Wednesday, September 30, 2015


Once upon a time an aspiring artist named Philip Euphemism discovered a new medium. He’d spent his life struggling with oils, watercolors, charcoal, pen-and-ink and even fingerpaints. Nothing he attempted produced satisfactory results. He’d lived his whole life hoping to become a famous artist, but was met with failure after failure.
     One day, while sitting at his drawing board staring at an empty sheet of paper with vacant frustration, he began to sneeze.
     The sneezes were unlike any sneezes he’d ever sneezed. He could feel them start at the back of his head, pulse forward into his face, and then explode out his nose. He sneezed thirteen times. On the thirteenth sneeze an explosion of dark blood spattered the white paper. Struck with inspiration, he leaned over the drawing board and let his nose drain all over the white sheet.
     Then he got up and went to the bathroom and held a clump of toilet paper to his nose until he stopped bleeding.
     He went back to the drawing board.
     He was astounded by what he saw.
     The blood on the paper had created faces and forms; a red riot of movement. He could see men on horses clashing swords and peasants fleeing. Roiling red storm clouds hovered over the mayhem. He stood back and the figures were still there. He stared at the paper as closely as he could. They were still there. Within the forms, smaller figures writhed with manic energy: dragons threatening screaming multitudes, marching armies...
     He had produced a masterpiece, borne of a nosebleed!
     One masterpiece was good, but could he duplicate the process?
     First, he tried to sneeze, taking short breaths through his nose and clucking his tongue. His nose itched slightly, but no sneeze was forthcoming. He went into the kitchen to get the pepper.
     He shook black pepper into his palm and sucked it up his nose like a pinch of snuff. The pepper burned his sinuses but no sneeze was forthcoming.
     Meanwhile his masterpiece began to dry and turn brown.

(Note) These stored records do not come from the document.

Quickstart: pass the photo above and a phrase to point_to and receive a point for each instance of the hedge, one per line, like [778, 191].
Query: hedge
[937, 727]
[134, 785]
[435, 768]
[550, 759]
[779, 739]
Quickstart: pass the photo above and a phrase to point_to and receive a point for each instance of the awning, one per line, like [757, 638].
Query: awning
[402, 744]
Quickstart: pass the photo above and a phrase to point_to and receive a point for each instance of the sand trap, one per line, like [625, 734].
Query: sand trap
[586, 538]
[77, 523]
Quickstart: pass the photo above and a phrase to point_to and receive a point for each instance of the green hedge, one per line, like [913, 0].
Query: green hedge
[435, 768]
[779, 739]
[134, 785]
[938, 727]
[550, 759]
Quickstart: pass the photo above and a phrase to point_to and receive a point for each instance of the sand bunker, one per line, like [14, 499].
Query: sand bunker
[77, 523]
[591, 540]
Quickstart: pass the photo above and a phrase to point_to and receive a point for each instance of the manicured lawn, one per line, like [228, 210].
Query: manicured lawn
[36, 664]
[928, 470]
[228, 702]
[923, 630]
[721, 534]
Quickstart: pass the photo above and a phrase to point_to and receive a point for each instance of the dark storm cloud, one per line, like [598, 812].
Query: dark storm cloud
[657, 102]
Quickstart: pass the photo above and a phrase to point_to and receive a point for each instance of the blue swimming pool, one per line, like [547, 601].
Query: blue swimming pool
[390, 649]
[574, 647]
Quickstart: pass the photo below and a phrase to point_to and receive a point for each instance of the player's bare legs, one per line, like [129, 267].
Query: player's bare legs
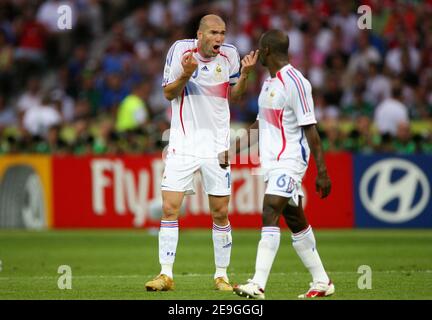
[267, 247]
[168, 239]
[305, 245]
[222, 240]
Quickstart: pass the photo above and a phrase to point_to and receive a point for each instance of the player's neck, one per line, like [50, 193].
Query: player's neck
[275, 65]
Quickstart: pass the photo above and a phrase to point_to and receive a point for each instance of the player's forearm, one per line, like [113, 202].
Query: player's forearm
[239, 88]
[314, 142]
[175, 89]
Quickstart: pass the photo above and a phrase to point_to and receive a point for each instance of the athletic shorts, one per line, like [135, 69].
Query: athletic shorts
[180, 170]
[285, 182]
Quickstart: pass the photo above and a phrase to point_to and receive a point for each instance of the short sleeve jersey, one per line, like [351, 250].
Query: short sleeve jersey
[200, 123]
[285, 105]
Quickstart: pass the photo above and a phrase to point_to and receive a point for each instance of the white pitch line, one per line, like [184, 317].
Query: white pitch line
[202, 275]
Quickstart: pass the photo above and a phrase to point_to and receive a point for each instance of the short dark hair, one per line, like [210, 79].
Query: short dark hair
[277, 42]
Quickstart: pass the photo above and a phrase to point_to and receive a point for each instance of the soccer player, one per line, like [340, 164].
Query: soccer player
[287, 135]
[200, 76]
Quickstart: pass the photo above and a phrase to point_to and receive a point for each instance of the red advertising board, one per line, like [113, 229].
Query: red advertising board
[123, 192]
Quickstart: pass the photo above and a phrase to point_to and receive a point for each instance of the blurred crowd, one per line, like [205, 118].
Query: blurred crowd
[96, 88]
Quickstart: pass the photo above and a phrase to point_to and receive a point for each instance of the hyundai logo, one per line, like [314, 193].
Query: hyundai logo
[410, 192]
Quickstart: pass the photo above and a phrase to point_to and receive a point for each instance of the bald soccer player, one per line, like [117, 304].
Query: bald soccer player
[200, 77]
[287, 136]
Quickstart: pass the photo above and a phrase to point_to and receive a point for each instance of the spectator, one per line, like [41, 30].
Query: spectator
[133, 112]
[7, 114]
[391, 112]
[38, 119]
[404, 143]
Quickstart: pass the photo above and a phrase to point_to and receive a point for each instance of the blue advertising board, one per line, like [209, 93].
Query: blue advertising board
[393, 191]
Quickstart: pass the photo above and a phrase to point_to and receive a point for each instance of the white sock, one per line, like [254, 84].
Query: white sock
[305, 246]
[168, 239]
[267, 249]
[222, 243]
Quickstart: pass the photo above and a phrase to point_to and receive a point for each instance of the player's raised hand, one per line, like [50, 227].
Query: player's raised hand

     Panicked, he scrutinized the picture, and then leaned back. The forms were still there, nebulous and brown, but still there.
     He decided more dramatic methods of acquiring a nosebleed were indicated.
     He placed a fresh sheet of paper on the board and then punched himself in the nose. But he chickened-out at the last second and didn’t hit himself hard enough to draw blood. He girded himself for a more forceful blow. And when no blood came he struck himself again. And again. Finally, he felt a warmth overtake his nose and fresh blood spattered the paper.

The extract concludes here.